Greater New York Hospital Association (GNYHA) prepared this toolkit to help member hospitals develop and improve their mass casualty response plans. Mass casualty incident (MCI) response is a critical focus area for GNYHA and its member hospitals. Over the past several years, GNYHA’s collaborative planning efforts for MCI response, in coordination with government response agencies and the health care community, have resulted in new communication protocols and structures, as well as targeted training and programming. This toolkit—designed to assist hospitals throughout the GNYHA membership and beyond—organizes and synthesizes much of the information developed via these collaborative processes, and details emerging best practices from intentional attacks that occurred in the United States and internationally.
In the New York region, MCIs occur frequently, with the majority producing few patients. However, MCIs that result in large numbers of patients, including critical patients with life-threatening injuries, have the potential to quickly overwhelm area hospitals. Hospitals must be prepared to effectively and efficiently respond to such incidents while continuing to meet the needs of other patients.

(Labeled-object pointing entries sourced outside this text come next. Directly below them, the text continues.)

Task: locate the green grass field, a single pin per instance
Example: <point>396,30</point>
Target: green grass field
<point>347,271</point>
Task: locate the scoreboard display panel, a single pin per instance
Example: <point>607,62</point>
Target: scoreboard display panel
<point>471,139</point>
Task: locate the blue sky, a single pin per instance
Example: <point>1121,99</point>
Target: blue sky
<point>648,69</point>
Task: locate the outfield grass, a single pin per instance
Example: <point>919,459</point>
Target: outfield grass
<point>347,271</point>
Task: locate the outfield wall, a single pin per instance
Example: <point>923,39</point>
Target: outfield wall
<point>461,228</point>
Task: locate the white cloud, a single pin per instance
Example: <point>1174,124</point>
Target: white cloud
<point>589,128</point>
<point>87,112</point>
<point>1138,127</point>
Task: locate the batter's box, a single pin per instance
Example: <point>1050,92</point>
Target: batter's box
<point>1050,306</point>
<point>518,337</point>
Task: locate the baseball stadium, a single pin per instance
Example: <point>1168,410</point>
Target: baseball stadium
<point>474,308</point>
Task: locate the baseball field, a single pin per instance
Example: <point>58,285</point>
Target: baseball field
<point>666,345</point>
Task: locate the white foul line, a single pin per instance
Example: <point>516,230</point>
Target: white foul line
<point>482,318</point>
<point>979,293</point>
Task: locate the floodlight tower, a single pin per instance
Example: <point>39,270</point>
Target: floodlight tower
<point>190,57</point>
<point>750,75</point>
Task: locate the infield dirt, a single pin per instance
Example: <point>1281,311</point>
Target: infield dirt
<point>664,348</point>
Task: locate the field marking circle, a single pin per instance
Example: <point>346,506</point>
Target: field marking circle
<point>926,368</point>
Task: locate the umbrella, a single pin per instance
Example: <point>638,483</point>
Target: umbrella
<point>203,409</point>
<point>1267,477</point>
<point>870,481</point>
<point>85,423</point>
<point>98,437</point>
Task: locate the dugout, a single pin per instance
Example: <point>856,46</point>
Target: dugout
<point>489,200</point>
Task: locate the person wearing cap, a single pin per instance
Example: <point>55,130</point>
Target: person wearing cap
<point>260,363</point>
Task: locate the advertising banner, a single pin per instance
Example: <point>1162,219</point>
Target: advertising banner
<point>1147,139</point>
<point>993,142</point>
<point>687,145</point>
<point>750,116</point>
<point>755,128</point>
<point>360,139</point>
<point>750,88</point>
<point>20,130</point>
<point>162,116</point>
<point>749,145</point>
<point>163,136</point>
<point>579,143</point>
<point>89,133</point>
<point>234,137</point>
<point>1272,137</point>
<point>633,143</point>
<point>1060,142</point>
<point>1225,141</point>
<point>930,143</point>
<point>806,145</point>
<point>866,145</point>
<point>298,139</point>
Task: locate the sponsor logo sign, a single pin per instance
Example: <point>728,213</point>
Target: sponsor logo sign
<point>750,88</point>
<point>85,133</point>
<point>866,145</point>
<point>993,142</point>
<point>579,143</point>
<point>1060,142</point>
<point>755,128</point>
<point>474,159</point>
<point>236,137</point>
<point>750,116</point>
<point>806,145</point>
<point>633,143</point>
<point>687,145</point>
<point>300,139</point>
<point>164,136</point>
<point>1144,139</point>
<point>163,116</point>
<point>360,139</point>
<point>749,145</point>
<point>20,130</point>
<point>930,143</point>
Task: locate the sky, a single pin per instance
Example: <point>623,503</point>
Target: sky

The toolkit includes suggested preparedness and response actions for the many clinical and non-clinical departments that would be involved in an MCI response. While patient care is the priority, the toolkit emphasizes the importance of planning for and developing protocols and processes for additional activities, including patient registration and tracking, family reunification, and coordination with external entities. If these non-patient care activities are not thought through in advance, the impact can overwhelm a facility and compromise its ability to deliver lifesaving care.
While the toolkit refers to several New York City-specific protocols and resources, GNYHA believes the content will be of value to hospitals throughout the New York metropolitan region. Where possible we have included information about other jurisdiction or state-level resources or processes.